The wave function sketching program provides a way for students to sketch on the computer stationary state wave functions for any potential in which they are interested. The program, as it stands now, does not teach students how to sketch wave functions but assumes that they have learned a set of procedures for the creation of a wave function. These procedures are outlined in our multimedia and text documents. Once they know the procedures this program will provide an aid in creating the wave functions.
At first glance one might conclude that freehand sketching would be as useful pedagogically as using a program of this nature. In fact, our first approach to the qualitative sketching of wave functions was strictly a freehand approach and was very similar to one described by Taylor and French in the American Journal of Physics in the early 1970s. However, we found that students would make very small changes in their sketches that would obscure some of the subtle nuances of quantum mechanics. For example, when the students would sketch a wave function in a square well, they would vary the wavelength slightly as they moved across the well. Thus, any energy would be possible because these small variations would allow the boundary conditions to match at both ends of the well. The wave function sketcher restricts that freedom and thus students can actually see how the boundary conditions lead to limitations on the allowable energy states within a potential well.
In using the program the students' first step is to create the potential.
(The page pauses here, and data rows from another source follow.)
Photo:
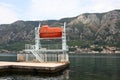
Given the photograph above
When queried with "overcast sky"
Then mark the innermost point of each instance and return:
(13, 10)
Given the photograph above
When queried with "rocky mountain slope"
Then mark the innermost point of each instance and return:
(93, 28)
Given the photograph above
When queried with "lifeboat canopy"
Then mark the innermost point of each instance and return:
(50, 32)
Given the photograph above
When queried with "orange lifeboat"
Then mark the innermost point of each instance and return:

This potential can be created from a selection of the default potentials, a freehand sketch, or the potential creation program. Once the potential is created the students are to define the regions for which they wish to work. In general we define the boundary of a region as any place where the potential changes. At this time we have not developed a means to work with continuously changing potentials. The students select the boundaries of the regions by clicking the mouse on the axis and then indicate when they have finished selecting regions by clicking the done button. Now they are prepared to sketch the wave functions. For each region the students must determine whether the wave function is an oscillating wave function or a decreasing wave function. Then, within each region they can change the variables of the wave function until they get one which matches all of the rules of wave function behavior. No judgment is made by the program as to the acceptability of the wave function. It is strictly a tool which the students use to create their own wave functions.
As students are creating wave functions they generally match the boundary conditions at one boundary and then work on the next boundary of the wave function. In many cases they will find that making changes at the second boundary affects the results at the previous one. Thus, the process of finding an acceptable wave function becomes an iterative process to create a wave function which actually is acceptable in their potential. This procedure shows quite clearly why a limitation exists on the wavelengths of wave functions in wells. Students can select wavelengths for which no acceptable boundary conditions can be created at both edges of the well. Then, their only choice is to vary the wavelength. Thus they see quite dramatically and directly that energy must be quantized.